Friendship "Love the Stranger"
Friendship’s Merge debut, Love the Stranger, moves like a country record skipping in just the right spot, leaving its fellow travelers longing for a place they’ve only visited in their dreams. Guitarist Peter Gill, drummer Michael Cormier-O’Leary, bassist Jon Samuels, and hawkeyed balladeer Dan Wriggins map out the group’s particular, breathtaking landscape and invite the listener to share in its glory.
Between instrumental pit stops at “Kum & Go” and “Quickchek,” local references in Love the Stranger create a catalog of human perception, presented as roadside attractions. From grape jelly residue (“Ramekin”) to the site of a demolished cathedral (“St. Bonaventure”) to King of the Hill quotations (“Smooth Pursuit”), the record’s images craft a symbolic language of high and low Americana, both evocative and consistently accessible. Spending time with Love the Stranger creates a community—one in which the window between the listener and the music-maker shatters in full, until all that remains are the fragments you decide to pick up together.

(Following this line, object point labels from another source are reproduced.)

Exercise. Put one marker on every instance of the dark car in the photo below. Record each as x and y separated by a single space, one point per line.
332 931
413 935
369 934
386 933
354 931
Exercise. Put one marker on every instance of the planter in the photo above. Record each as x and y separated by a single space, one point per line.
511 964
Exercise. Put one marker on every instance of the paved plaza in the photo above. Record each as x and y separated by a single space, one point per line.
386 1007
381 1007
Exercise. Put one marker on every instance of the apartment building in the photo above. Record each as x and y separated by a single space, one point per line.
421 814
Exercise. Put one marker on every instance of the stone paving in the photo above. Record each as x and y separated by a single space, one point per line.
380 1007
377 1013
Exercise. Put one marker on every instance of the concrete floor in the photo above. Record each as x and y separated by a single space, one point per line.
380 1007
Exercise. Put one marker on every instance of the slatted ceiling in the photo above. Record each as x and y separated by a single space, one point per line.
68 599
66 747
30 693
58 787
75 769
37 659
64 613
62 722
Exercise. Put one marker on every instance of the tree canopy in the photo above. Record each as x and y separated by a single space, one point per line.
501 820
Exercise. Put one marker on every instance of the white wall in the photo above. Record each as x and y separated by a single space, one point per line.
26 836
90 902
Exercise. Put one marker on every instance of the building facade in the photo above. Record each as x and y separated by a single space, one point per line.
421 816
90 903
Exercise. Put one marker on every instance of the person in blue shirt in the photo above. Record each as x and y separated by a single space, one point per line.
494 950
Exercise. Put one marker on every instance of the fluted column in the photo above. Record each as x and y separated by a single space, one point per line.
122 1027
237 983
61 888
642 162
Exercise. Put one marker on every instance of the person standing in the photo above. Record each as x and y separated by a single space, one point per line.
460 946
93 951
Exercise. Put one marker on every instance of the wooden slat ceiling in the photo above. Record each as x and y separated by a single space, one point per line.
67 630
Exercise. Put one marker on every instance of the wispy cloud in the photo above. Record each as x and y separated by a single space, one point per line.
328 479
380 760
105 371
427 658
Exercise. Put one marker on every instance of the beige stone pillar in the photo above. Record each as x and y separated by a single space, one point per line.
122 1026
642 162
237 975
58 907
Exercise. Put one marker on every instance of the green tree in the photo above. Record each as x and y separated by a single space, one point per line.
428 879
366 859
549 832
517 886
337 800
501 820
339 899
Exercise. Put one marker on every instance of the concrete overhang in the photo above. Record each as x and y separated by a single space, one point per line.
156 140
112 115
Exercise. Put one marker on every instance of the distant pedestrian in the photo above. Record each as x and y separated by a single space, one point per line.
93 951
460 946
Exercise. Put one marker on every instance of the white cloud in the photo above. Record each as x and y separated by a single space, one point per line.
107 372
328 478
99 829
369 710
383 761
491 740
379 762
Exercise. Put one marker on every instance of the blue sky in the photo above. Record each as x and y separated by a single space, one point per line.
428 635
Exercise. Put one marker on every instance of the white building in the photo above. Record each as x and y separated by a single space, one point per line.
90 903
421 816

Friendship is probably already your favorite band’s favorite band, a long-revered IYKYK of DIY with a devoted cult following from Wawa to In-N-Out. With Love the Stranger, the Friendship universe only continues to expand and grow more open-hearted, more inviting, with every passing note. It’s a record that locates the listener exactly where the listener is, and wherever that may be, makes a friend out of them, too. All said and done, the age-old maxim of “Mr. Chill” holds true: “You be real with me and I’ll be real with you.”